EgoPrune: Geometry-Aware Token Pruning
- EgoPrune is a training-free, geometry-aware framework that efficiently prunes tokens in egomotion videos by leveraging spatiotemporal continuity and motion constraints.
- It employs a modular pipeline including keyframe selection, perspective-aware redundancy filtering with homography, and MMR-based token selection for optimal query relevance and diversity.
- Benchmark tests on VSI-Bench and UrbanVideo-Bench show that EgoPrune maintains near full-token accuracy while significantly reducing computational overhead on both high-end and edge devices.

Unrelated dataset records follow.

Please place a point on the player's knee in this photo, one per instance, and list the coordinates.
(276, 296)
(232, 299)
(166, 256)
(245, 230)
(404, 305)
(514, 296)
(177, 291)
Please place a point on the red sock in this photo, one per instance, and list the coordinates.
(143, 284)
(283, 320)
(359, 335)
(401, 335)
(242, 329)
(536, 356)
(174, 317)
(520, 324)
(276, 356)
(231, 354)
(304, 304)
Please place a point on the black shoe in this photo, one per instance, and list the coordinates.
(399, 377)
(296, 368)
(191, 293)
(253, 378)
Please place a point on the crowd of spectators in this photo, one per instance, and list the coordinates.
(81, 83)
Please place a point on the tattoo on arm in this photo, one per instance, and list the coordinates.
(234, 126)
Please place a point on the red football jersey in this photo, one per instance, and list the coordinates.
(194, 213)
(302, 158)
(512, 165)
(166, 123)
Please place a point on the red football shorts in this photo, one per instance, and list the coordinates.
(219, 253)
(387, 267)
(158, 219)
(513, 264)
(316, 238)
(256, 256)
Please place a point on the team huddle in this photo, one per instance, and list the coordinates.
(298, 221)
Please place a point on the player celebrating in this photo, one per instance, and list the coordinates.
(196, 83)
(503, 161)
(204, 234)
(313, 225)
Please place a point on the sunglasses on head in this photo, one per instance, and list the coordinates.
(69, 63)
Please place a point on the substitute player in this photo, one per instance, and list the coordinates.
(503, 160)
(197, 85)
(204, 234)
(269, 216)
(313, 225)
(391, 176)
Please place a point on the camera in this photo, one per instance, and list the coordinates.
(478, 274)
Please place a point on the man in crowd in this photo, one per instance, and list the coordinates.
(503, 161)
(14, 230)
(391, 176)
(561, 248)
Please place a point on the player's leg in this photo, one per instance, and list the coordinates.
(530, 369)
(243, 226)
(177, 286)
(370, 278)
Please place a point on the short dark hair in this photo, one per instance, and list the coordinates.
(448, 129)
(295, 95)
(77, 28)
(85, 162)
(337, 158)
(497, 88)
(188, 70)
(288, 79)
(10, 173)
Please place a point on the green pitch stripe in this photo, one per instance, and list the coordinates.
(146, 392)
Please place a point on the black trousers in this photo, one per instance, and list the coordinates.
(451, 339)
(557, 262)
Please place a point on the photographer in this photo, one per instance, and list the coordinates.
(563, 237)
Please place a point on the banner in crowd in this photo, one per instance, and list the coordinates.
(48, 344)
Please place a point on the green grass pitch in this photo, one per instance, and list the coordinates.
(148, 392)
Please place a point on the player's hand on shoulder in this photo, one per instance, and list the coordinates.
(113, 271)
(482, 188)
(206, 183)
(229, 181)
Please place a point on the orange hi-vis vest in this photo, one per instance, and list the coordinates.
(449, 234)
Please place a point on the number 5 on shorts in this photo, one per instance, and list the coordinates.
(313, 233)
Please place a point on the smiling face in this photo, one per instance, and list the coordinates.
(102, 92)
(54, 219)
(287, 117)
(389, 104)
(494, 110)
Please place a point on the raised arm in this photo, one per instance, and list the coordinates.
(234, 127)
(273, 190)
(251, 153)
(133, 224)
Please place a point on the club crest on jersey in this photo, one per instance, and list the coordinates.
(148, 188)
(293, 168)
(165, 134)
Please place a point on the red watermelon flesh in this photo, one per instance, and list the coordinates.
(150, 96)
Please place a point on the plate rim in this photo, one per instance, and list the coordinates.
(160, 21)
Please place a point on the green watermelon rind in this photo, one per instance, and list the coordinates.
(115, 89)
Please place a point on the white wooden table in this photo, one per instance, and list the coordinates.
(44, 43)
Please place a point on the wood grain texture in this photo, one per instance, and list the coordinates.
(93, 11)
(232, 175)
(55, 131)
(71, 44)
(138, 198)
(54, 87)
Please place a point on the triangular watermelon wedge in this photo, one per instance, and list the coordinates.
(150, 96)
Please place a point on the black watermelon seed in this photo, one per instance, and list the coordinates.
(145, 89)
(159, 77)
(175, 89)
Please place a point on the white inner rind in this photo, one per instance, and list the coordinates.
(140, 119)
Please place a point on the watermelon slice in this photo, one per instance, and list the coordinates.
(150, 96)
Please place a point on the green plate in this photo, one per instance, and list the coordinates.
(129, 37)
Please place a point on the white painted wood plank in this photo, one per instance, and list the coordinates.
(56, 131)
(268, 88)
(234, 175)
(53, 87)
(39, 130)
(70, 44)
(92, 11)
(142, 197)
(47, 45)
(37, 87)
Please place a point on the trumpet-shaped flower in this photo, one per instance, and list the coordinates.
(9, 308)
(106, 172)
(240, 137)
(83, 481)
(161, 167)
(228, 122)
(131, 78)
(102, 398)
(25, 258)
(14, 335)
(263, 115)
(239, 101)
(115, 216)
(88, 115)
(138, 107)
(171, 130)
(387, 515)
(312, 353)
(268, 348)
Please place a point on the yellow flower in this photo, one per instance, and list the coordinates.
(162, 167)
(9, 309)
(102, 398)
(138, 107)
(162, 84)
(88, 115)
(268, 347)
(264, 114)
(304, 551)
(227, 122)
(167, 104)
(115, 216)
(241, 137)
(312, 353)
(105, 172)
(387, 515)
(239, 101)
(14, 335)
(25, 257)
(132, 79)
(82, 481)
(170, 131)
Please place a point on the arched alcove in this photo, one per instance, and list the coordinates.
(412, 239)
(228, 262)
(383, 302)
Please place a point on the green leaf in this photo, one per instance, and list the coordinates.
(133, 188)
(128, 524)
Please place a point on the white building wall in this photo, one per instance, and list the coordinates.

EgoPrune is a training-free, geometry-aware token pruning framework designed to enhance multimodal reasoning efficiency in embodied agents processing egomotion videos. Egomotion videos, which are first-person sequences reflecting the agent’s continuous viewpoint changes, present significant redundancy and computational challenges for vision-LLMs (VLMs). EgoPrune streamlines video understanding by leveraging spatiotemporal continuity and motion constraints unique to egomotion data, resulting in substantial FLOPs, latency, and memory reductions while maintaining—often surpassing—full-token reasoning accuracy. The system is expressly tailored for real-time and on-device deployment within resource-constrained embodied AI agents (Li et al., 21 Jul 2025).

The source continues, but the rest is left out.